Frequently, FHIN evolves into arthrosis, causing functional impairment of this joint[1] and, consequently, claudication. There are no experimental models using functional gait assessment in LCPD studies. In this study, it was possible to study gait and observe very evident alterations without the need for sophisticated instruments that could hinder the performance of functional evaluation. Santangelo et al.,[29] in 2014, used a breed of guinea pigs that spontaneously developed knee arthrosis to test the effects of flunixin meglumine. The authors used a computerized gait platform and observed an improvement in the gait pattern of the animals using the drug.

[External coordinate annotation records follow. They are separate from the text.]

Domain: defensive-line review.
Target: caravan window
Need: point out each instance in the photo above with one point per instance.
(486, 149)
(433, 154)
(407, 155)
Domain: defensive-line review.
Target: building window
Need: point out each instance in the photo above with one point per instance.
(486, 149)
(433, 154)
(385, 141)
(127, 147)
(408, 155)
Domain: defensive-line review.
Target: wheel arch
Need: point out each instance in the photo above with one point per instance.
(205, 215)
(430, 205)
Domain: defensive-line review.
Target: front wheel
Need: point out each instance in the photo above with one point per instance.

Thus, a swine experimental model with the functional evaluation of effective and low-cost gait can be an advent to test new drugs for FHIN, making it possible to associate the effects of treatment on morphological and biochemical tests with functional clinical changes in gait.
The surgical technique was described by Kim et al.,[11] in 2001, when these authors had four successes in 18 piglets, of which 1 piglet developed septic arthritis and 3 did not develop necrosis by failure of the surgical technique in cerclage. In our experiment with 11 piglets, there was only one death from sepsis, with success in the ischemia process in all piglets. There is no in-depth demonstration of surgical steps with sufficiently detailed images in the literature.

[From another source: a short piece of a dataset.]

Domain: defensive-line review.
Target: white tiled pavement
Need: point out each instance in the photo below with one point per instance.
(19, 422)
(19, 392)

It is believed that our result can be justified by the surgeries being performed by the same experienced surgeon, who is a specialist in hip surgery. Although we had a simple surgical center, with minimal conditions, it was observed that these structural conditions were not limiting. And it is considered that the main factor for the success of the procedure is technical knowledge.
It is our opinion that the thorough knowledge of the regional anatomy and surgical technique are necessary, being fundamental to train with cadavers to acquire skill. Preoperative evaluation and confinement, as well as postoperative veterinary care, can also avoid losses.
The TGF-β1, therefore, can be used as an indirect measure of damage and immune alteration triggered by FHIN, because it is involved in bone regeneration.[30]
Tao et al.,[31] in 2017, observed a decrease in TGF-β1 expression in femoral heads with ischemic necrosis, taken from patients submitted to total hip arthroplasty for this reason.
In this study, there was no decrease in TGF-β1 expression in all right femoral heads of group A, although macroscopic, microscopic, radiographic, and clinical signs of FHIN were identified. This finding may be related to the small number of slides performed, limited by the need of the part for other tests. For future experiments, we suggest allocating half of the sectioned FH for immunohistochemistry examination and the other half for macroscopic and histological analysis. Thus, it would be possible to use larger fragments with a larger amount of bone tissue. A greater number of guinea pigs will allow greater conclusions.
Conclusions
The changes in FH in the LCPD were reproduced in macroscopic analysis, DR, CT, and LM.
Gait evaluation showed a good correlation with macroscopic changes and imaging.